La Corrente del Golfo, o Corrente Nord-Atlantica, è una potente corrente oceanica calda di vitale importanza per la mitigazione del clima nei paesi europei che si affacciano sull'Oceano Atlantico. Il "nastro trasportatore", come già detto, è un'enorme corrente che trasporta l'acqua calda del Golfo del Messico attraverso l'Atlantico; quando poi, in prossimità del circolo polare artico tende a raffreddarsi, si inabissa. Dopodichè il ciclo ricomincia.

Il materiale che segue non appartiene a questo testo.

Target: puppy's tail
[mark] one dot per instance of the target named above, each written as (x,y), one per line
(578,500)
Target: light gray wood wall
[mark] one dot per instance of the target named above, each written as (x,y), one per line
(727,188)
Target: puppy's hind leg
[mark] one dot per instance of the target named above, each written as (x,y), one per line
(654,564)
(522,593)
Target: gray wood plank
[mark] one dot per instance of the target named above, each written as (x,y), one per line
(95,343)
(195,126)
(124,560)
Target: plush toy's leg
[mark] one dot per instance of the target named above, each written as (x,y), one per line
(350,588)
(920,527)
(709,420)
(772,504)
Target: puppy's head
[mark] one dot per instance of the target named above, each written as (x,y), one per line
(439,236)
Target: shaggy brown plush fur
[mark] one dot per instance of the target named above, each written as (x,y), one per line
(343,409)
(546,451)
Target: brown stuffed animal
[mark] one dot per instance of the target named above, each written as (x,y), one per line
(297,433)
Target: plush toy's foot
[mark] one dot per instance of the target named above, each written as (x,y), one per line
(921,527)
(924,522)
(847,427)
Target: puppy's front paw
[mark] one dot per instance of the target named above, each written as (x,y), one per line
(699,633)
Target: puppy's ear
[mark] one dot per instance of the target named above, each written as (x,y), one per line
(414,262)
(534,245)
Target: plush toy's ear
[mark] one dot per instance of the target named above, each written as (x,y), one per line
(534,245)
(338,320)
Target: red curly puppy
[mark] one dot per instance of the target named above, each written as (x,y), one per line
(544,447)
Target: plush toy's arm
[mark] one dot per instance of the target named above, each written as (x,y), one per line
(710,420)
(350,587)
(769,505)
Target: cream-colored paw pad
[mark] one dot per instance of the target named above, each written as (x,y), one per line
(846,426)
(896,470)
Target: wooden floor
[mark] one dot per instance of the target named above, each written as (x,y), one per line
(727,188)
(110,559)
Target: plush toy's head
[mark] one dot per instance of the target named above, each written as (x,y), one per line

Più tecnicamente, sposta ben 74 milioni di metri cubi d’acqua al secondo alla velocità di 1 m/s. Lambisce senza problemi le coste di Inghilterra, Irlanda, Norvegia, Islanda, riuscendo addirittura a superare Capo Nord e a toccare la penisola di Kola, più attenuata anche il Mare di Barents.Tuttavia, spostandosi verso nord, cede il suo calore diventando sempre più fredda e salata, a questo punto inverte il percorso e torna indietro. Nel suo ritorno però non cede il freddo accumulato come si potrebbe pensare, viene spontanea una domanda, perchè?

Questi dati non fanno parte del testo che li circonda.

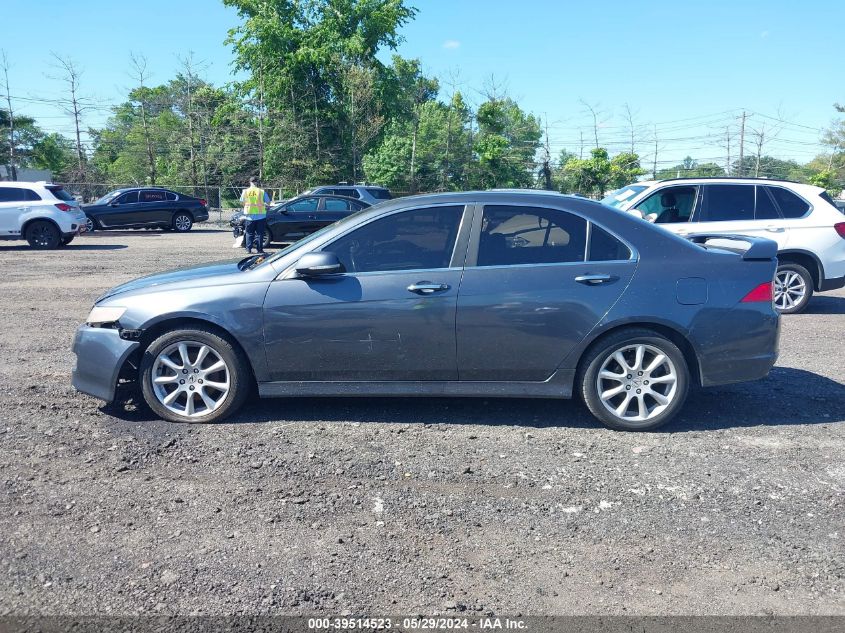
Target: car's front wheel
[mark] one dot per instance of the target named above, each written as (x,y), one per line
(183,222)
(635,380)
(793,288)
(42,234)
(191,375)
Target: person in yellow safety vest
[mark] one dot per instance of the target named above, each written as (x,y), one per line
(255,201)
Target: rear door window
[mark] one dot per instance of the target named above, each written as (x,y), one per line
(530,235)
(727,203)
(333,204)
(128,198)
(670,204)
(765,208)
(791,206)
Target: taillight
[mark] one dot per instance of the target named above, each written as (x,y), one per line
(761,293)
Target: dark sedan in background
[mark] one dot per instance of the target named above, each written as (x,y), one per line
(295,218)
(145,208)
(488,294)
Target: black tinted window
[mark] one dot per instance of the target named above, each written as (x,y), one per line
(604,247)
(670,205)
(59,192)
(765,208)
(791,206)
(304,205)
(332,204)
(724,203)
(152,196)
(12,194)
(409,240)
(530,235)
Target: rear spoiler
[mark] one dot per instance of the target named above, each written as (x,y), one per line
(760,247)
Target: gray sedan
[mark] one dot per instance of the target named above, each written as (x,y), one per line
(501,293)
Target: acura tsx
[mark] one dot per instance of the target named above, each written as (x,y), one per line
(497,293)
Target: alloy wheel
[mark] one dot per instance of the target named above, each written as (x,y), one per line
(637,382)
(790,289)
(190,379)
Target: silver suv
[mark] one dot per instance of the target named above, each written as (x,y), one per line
(43,214)
(368,193)
(802,219)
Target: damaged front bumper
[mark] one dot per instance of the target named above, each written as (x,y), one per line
(100,355)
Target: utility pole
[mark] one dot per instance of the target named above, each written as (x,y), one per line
(13,171)
(741,145)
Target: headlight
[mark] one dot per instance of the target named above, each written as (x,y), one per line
(104,314)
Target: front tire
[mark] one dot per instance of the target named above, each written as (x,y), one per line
(182,222)
(635,380)
(793,288)
(192,375)
(43,235)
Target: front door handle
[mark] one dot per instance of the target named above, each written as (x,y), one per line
(594,280)
(427,288)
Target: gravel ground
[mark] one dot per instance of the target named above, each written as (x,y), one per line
(390,506)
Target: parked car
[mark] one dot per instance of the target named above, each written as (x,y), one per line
(43,214)
(301,216)
(493,294)
(145,207)
(802,219)
(368,193)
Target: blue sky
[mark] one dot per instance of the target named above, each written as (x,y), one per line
(689,68)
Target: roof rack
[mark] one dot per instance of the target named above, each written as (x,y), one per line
(729,178)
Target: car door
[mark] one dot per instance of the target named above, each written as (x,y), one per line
(537,280)
(153,208)
(298,219)
(122,211)
(389,317)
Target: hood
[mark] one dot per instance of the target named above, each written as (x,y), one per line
(193,277)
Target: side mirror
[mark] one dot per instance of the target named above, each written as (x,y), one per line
(319,265)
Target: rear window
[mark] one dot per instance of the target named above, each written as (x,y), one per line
(379,193)
(791,206)
(17,194)
(60,193)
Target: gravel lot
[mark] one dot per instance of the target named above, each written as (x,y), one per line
(398,506)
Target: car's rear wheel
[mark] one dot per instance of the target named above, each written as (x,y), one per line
(191,375)
(42,234)
(183,222)
(635,380)
(793,288)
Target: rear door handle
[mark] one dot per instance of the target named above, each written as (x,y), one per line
(594,280)
(427,288)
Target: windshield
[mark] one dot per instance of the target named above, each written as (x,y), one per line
(621,198)
(107,197)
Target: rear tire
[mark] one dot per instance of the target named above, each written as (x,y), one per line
(642,394)
(43,235)
(793,288)
(182,387)
(182,222)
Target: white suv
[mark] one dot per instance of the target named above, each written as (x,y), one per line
(43,214)
(808,228)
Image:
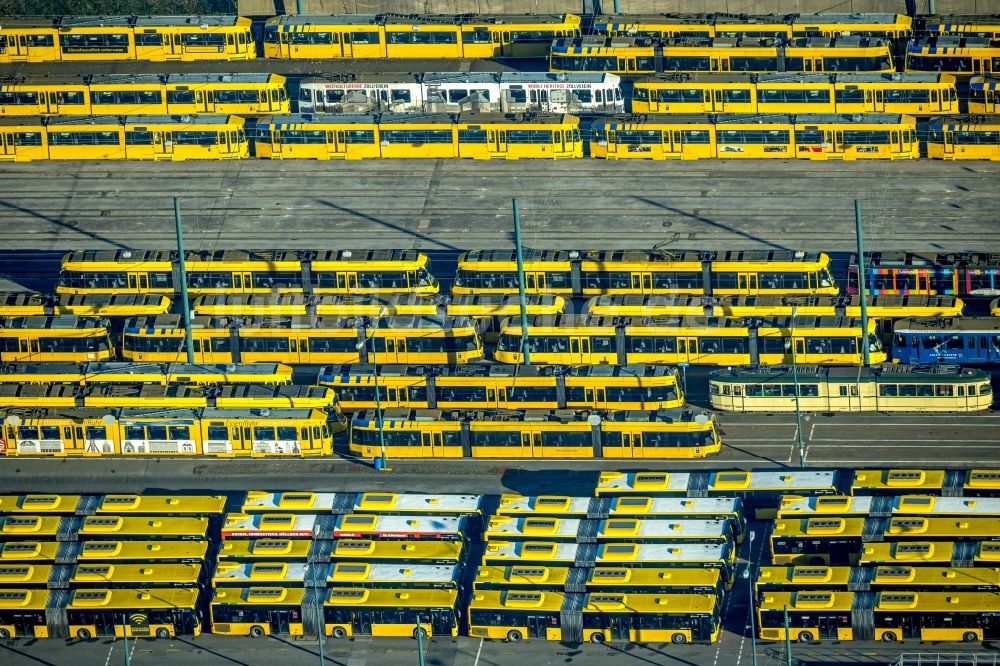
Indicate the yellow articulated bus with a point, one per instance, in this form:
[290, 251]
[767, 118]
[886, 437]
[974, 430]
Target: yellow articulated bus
[813, 136]
[27, 304]
[631, 56]
[172, 395]
[880, 388]
[681, 433]
[477, 136]
[94, 374]
[415, 36]
[884, 616]
[876, 579]
[840, 541]
[102, 38]
[53, 339]
[247, 272]
[773, 305]
[984, 94]
[167, 138]
[910, 94]
[962, 57]
[589, 340]
[125, 95]
[887, 26]
[657, 271]
[964, 137]
[175, 431]
[612, 387]
[633, 617]
[340, 340]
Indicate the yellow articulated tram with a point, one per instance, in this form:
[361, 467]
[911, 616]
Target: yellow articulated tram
[880, 388]
[597, 272]
[634, 56]
[598, 617]
[89, 374]
[959, 56]
[247, 271]
[415, 36]
[678, 433]
[478, 136]
[911, 94]
[964, 138]
[144, 94]
[174, 138]
[590, 340]
[644, 387]
[984, 94]
[101, 38]
[338, 340]
[58, 338]
[887, 306]
[178, 432]
[814, 137]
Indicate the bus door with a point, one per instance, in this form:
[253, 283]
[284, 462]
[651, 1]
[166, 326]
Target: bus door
[642, 283]
[138, 283]
[874, 100]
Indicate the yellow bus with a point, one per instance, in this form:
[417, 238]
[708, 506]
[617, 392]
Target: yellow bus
[684, 433]
[102, 38]
[590, 340]
[631, 56]
[611, 387]
[60, 338]
[889, 616]
[62, 432]
[434, 136]
[658, 271]
[415, 36]
[911, 94]
[124, 95]
[597, 617]
[309, 340]
[884, 388]
[247, 271]
[104, 137]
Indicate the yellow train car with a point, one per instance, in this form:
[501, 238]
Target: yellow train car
[167, 432]
[911, 94]
[680, 433]
[338, 340]
[644, 387]
[248, 272]
[964, 138]
[631, 57]
[103, 38]
[433, 136]
[589, 340]
[962, 57]
[815, 137]
[415, 36]
[886, 388]
[54, 339]
[168, 138]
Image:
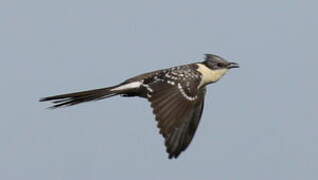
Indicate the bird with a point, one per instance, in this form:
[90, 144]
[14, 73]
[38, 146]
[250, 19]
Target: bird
[176, 96]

Il fatto è che all’andata, essendo più calda e meno salata, la massa d’acqua è più leggera e quindi è presente nell’immediata superficie del mare, in questo modo può così cedere il suo calore all’aria circostante e riscaldare di conseguenza anche le terre vicine. Nel suo ritorno è molto più fredda e molto più salata, diventando di fatto più pesante e restando quindi al di sotto delle acque più superficiali senza riuscire a raffreddare le zone che aveva precedentemente riscaldato.

Grazie a questo procedimento chimico-fisico, regioni a latitudini elevatissime hanno un clima incredibilmente mite.

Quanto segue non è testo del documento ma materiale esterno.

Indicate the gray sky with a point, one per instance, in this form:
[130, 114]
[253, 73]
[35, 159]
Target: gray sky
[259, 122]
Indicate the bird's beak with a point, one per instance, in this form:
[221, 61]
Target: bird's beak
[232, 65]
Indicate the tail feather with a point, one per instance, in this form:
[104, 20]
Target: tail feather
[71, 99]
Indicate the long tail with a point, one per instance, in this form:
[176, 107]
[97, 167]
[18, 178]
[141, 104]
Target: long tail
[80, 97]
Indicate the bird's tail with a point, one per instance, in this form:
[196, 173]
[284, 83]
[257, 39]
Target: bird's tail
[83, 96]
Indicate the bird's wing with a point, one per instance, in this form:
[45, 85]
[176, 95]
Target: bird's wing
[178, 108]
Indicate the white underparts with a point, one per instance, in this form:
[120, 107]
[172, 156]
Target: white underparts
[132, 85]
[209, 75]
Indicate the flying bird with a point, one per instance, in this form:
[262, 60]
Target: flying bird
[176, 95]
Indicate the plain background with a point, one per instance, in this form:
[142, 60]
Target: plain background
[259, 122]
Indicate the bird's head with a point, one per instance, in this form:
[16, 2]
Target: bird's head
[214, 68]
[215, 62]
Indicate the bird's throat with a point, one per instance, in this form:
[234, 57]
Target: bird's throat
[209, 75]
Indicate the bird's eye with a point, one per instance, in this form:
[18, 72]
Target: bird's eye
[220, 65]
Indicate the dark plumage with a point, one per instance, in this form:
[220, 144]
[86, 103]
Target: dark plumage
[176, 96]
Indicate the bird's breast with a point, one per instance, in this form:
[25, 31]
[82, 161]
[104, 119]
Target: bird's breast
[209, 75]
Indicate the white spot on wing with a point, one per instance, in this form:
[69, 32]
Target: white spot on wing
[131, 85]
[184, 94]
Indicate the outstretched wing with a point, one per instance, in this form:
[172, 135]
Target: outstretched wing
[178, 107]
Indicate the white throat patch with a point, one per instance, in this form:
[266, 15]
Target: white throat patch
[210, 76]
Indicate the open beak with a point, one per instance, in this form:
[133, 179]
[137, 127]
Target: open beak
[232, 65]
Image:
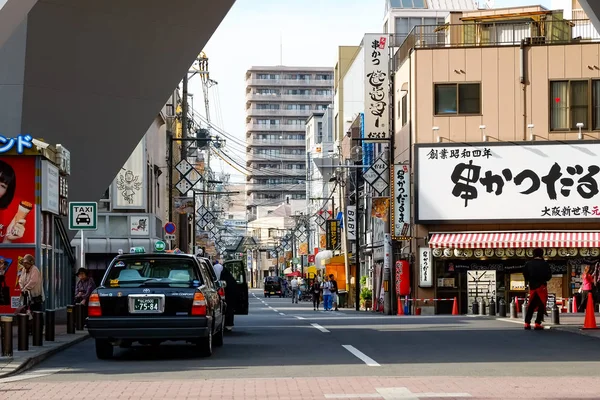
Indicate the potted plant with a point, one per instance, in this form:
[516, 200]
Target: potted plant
[366, 298]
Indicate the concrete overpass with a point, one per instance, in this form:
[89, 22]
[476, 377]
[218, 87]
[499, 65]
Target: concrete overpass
[92, 74]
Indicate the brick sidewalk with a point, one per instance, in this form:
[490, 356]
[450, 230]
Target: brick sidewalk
[311, 388]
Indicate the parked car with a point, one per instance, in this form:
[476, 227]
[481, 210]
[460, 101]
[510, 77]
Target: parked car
[237, 270]
[156, 297]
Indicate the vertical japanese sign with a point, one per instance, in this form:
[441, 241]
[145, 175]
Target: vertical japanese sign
[425, 269]
[351, 222]
[332, 233]
[377, 82]
[401, 201]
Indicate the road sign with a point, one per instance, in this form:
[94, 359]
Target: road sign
[160, 246]
[170, 228]
[83, 216]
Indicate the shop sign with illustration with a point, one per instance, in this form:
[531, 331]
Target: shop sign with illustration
[549, 181]
[17, 200]
[377, 82]
[10, 272]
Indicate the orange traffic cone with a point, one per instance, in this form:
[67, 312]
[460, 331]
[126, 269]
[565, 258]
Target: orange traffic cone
[400, 307]
[590, 318]
[455, 307]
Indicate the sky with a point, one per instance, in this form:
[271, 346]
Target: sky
[254, 31]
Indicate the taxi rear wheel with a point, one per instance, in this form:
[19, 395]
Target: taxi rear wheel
[104, 349]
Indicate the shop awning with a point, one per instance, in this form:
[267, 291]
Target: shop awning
[495, 240]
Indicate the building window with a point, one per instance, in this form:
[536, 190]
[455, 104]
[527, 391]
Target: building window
[404, 109]
[570, 105]
[458, 98]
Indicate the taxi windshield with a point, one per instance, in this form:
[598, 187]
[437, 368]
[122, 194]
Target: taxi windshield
[152, 272]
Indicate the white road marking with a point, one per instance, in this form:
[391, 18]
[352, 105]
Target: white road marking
[395, 393]
[362, 356]
[319, 327]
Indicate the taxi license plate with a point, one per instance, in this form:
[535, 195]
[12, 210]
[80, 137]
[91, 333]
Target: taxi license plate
[146, 304]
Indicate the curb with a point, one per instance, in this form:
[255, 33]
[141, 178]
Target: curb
[32, 361]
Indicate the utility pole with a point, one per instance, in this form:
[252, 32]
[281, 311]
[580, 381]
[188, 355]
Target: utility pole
[183, 218]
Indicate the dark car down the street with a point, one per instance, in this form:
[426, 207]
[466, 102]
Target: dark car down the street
[152, 298]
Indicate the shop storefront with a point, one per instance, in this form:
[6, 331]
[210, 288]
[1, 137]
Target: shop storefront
[482, 208]
[472, 266]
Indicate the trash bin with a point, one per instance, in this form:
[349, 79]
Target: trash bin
[343, 299]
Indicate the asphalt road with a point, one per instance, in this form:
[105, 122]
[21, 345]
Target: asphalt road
[290, 343]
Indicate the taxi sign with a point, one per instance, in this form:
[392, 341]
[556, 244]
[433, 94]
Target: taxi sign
[137, 250]
[159, 246]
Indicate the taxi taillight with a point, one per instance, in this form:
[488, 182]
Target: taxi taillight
[94, 309]
[199, 304]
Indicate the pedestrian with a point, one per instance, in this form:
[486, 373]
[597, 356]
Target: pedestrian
[30, 282]
[326, 288]
[316, 293]
[537, 273]
[84, 287]
[231, 295]
[587, 286]
[294, 285]
[334, 292]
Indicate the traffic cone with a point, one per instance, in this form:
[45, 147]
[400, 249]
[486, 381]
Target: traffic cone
[455, 307]
[400, 307]
[590, 317]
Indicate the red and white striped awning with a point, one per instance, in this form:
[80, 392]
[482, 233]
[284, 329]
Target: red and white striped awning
[495, 240]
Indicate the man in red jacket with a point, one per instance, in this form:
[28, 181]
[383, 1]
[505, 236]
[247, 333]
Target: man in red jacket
[537, 273]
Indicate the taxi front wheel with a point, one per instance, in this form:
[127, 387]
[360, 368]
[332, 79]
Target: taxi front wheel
[104, 349]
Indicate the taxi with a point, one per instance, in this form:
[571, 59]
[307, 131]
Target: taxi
[151, 298]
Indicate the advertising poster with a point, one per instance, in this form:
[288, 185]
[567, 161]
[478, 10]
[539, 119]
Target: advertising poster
[17, 200]
[10, 292]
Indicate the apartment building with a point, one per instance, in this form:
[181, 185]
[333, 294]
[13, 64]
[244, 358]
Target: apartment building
[278, 102]
[498, 118]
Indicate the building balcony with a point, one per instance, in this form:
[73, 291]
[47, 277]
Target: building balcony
[290, 97]
[253, 112]
[281, 187]
[275, 158]
[275, 143]
[480, 34]
[301, 83]
[275, 128]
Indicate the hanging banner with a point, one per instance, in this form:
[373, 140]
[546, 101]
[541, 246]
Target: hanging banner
[401, 198]
[351, 222]
[377, 83]
[425, 269]
[130, 184]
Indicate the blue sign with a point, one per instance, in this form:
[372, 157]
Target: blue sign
[170, 228]
[22, 142]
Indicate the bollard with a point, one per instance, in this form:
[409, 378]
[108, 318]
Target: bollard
[79, 317]
[50, 325]
[70, 320]
[555, 316]
[502, 308]
[482, 307]
[38, 327]
[525, 307]
[23, 334]
[492, 310]
[513, 309]
[6, 336]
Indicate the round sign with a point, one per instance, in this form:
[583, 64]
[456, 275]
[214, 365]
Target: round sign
[159, 246]
[170, 228]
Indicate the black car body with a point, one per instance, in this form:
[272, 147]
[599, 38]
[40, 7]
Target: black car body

Ecco alcune temperature medie di Gennaio di zone nord occidentali Europee e di zone nord orientali Canadesi e Americane, sono riportate le città italiane con la solita latitudine:
Oslo: max –2 min –7 (60° latitudine nord)
Quebec: max –7 min –16 (46° lat. Nord, Bolzano)
Londra: max +6 min +2 ( 51° lat. Nord )
New York: Max +4 min –3 ( 41° lat. Nord , Napoli)
Dublino: max +8 min +1 ( 53° lat. Nord )
Toronto: max –1 min –8 ( 43°.50’ lat. Nord, Firenze)
Reykjavìk: Max +2 min –2 ( 64° lat. Nord)
Montreal: Max –5 min -13 ( 45° lat nord, Milano)
Parigi: Max +6 min +2 (49° lat. Nord)
Chicago: Max +1 min –7 ( 41°,50’ lat. nord, Roma)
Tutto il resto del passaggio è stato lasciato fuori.